I caught this one on 8/20 at the Port A Jetty.


----------



## Fishin' Soldier (Dec 25, 2007)

Plenty in the pass this time of year. They are just hard to catch. I have seen alot snorkeling over the years in September.


----------



## pocjetty (Sep 12, 2014)

We're staying at a condo right at Packery. A guy caught one yesterday, on plastic. That's specifically what he's fishing for. Interesting technique.


----------



## troutsupport (May 22, 2006)

Yeah, they're passing back out to the gulf and should see more caught between now and Nov. Fun to see and catch though.


----------



## Moose2 (Feb 9, 2017)

hooked into one at packery last night free lined mullet. he spit the darn hook


----------



## saltwaterjunky (Aug 17, 2012)

*rooms*

Hey Scott are there room rentals available down there,Thx.
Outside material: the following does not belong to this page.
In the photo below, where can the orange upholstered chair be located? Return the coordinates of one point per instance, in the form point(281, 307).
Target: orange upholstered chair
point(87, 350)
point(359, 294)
Bill


----------



## Worm Drowner (Sep 9, 2010)

I'll be chasing a few this weekend down in the Brownsville Ship Channel with my fly rod, assuming the weather co-operates.


----------



## capttravis (Aug 12, 2005)

Worm Drowner said:


> I'll be chasing a few this weekend down in the Brownsville Ship Channel with my fly rod, assuming the weather co-operates.
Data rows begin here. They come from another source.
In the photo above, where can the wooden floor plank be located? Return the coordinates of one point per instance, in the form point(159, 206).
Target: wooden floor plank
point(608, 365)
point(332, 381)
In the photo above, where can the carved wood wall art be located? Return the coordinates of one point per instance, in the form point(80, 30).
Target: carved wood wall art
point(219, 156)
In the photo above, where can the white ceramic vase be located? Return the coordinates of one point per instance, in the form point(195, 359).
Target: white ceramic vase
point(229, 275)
I am also headed down that way with my skiff also for the first time on a solo mission this weekend... Going to be fun figuring it out!


----------



## pocjetty (Sep 12, 2014)

saltwaterjunky said:


> Hey Scott are there room rentals available down there,Thx. Bill


We had to rent a condo for a month. Then got to move home after about 10 days, and they wouldn't refund a penny, of course. I turned the key in, or I would have let you use ours for free.

The place we rented from is called Padre Escapes, and ours was on Beach Walk Loop. Didn't have a water view, but you could walk to the beach if you wanted. Better to drive if going to fish Packery.


----------



## acoastalbender (Jul 16, 2011)

saltwaterjunky said:


> Hey Scott are there room rentals available down there,Thx. Bill


Many of the short term rentals have become FEMA housing ... I think hotels are doing a banner business as a result ...

.


----------



## stdreb27 (Aug 15, 2011)

I've picked up 2 back to back on a plastic, they were small 14 inches. Heck may have been the same fish. 
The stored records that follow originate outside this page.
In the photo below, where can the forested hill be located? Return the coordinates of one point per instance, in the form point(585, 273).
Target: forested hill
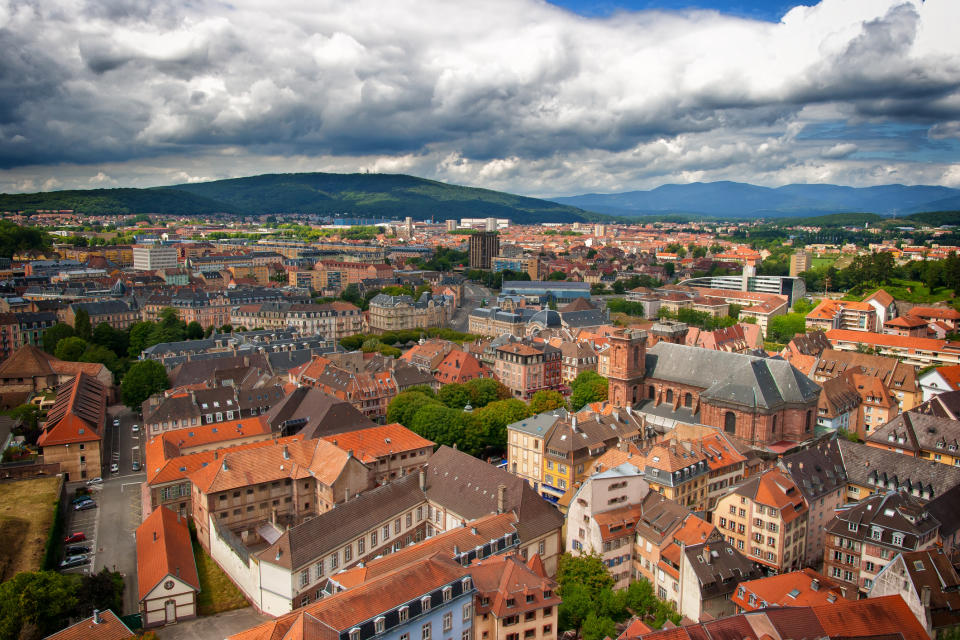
point(362, 195)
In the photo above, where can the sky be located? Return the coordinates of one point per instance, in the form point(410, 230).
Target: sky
point(517, 95)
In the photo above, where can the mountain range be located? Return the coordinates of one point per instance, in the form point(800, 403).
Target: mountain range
point(741, 200)
point(356, 195)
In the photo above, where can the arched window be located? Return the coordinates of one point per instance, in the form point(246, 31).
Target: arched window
point(730, 422)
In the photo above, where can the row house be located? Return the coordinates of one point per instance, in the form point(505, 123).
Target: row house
point(283, 568)
point(197, 407)
point(333, 320)
point(865, 536)
point(920, 435)
point(526, 368)
point(766, 518)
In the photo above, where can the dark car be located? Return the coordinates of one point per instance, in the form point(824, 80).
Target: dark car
point(74, 561)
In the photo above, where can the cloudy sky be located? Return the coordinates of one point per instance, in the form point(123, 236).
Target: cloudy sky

There is a lot of fun fish down there on those rocks. I love fishing it. Really interested to see how it changes after Harvey.


----------



## Snookered (Jun 16, 2009)

pocjetty said:


> We're staying at a condo right at Packery. A guy caught one yesterday, on plastic. That's specifically what he's fishing for. Interesting technique.


that might have been me; don't tell anyone...
snookered


----------



## Cudkilla (Nov 5, 2004)

Caught a couple if these cast netting for bait pre-Harvey at Port A. They were about 16". Pretty.


----------